Ce livre, je l’ai écrit parce qu’il était essentiel que je l’écrive. Il est l’aboutissement d’une exploration intime, il correspond à une étape importante dans mon cheminement intérieur. Il m’a fallu plusieurs années pour en venir à bout et trouver à le faire publier. J’en profite pour remercier ici mon éditeur, Didier Périz, des éditions Pleine Page, de son adhésion au texte et de son engagement passionné. Je sais déjà qu’il y aura d’autres livres de cette nature, j’en pressens au moins deux. Je ne sais pas quand, je ne sais pas comment ils se matérialiseront, mais ils existent déjà quelque part en moi. Dans Papier du sang, je dis qu’écrire, c’est se dépeupler. Et je sens comme il est nécessaire que l’écrivain se nourrisse, se remplisse si vous voulez, pour pouvoir passer d’un livre à l’autre, à quel point il doit être docile au temps que cela prend et conscient de cet éternel mouvement de marée auquel il est soumis.
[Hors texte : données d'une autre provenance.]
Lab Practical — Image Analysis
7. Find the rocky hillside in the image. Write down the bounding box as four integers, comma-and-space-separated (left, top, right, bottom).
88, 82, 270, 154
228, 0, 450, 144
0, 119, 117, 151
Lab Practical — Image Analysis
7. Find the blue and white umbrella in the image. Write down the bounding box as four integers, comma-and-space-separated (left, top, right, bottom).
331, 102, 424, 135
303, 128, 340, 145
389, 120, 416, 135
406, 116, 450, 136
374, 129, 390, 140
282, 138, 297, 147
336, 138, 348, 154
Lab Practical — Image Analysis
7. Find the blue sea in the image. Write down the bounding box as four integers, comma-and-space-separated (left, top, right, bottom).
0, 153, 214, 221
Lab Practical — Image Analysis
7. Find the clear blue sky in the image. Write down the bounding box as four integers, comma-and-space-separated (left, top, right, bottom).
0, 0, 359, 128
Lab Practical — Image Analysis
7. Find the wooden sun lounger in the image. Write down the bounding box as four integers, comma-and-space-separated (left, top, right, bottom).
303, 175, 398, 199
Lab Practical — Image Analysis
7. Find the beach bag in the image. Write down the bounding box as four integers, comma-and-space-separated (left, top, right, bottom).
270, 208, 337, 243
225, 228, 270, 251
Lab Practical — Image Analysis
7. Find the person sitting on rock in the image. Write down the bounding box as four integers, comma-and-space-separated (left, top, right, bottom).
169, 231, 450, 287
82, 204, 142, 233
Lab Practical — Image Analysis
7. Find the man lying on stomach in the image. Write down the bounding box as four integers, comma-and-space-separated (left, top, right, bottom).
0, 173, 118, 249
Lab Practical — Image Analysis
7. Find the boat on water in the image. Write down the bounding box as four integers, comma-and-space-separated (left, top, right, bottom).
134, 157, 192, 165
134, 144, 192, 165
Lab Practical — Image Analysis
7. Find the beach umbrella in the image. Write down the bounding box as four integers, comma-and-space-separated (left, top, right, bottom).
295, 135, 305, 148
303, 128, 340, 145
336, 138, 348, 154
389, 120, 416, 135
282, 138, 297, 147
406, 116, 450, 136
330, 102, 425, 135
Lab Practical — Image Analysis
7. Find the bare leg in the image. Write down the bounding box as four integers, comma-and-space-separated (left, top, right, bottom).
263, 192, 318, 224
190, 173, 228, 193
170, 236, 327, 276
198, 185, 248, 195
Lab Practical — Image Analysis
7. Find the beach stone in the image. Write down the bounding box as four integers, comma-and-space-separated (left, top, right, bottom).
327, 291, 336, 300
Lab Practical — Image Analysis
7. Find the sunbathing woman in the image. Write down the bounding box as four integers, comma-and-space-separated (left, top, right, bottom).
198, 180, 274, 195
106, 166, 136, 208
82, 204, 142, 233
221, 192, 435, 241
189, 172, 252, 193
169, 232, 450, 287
Il reçoit, il donne, il est un des filtres qui tentent de rendre compte de la fabuleuse énergie qui anime l’Homme : l’impérieux désir d’avancer.

 

 

[1] Éditions N&B, 2006.
[2] Editions du Rocher, 2004. Prix Prométhée de la nouvelle 2004

 

Frédérique Martin, cliché © Hervé Goussé.

 

Frédérique Martin a publié :

Sur mesure, Éditions Rafaël de Surtis, 2001.
Une lettre pour le vieux Tolly Hope, Éditions Kerdore Siloë, 2001.
« Erratum » in Dernières nouvelles de Palaiseau, HB Éditions, 2002.
« Comme si je t'avais faite in Les belles palissades, Éditions Gros Textes, 2002.
« La morsure » in Sur les pas de Simenon, Éditions La Dérive, 2003.
« Sens interdits » in Nouvelles au plurielle, Éditions Editinter, 2004.
L'Écharde du silence, Éditions du Rocher, 2004 – Prix Prométhée de la nouvelle.
Zéro, le Monde, Collection « Roman ados », Éditions Thierry Magnier, 2005.
Ainsi que des textes dans les revues Brèves, Décharge, Sol'Air, Poésie Première, Nouvelle Donne, L'Encrier renversé, L'Ours Polar.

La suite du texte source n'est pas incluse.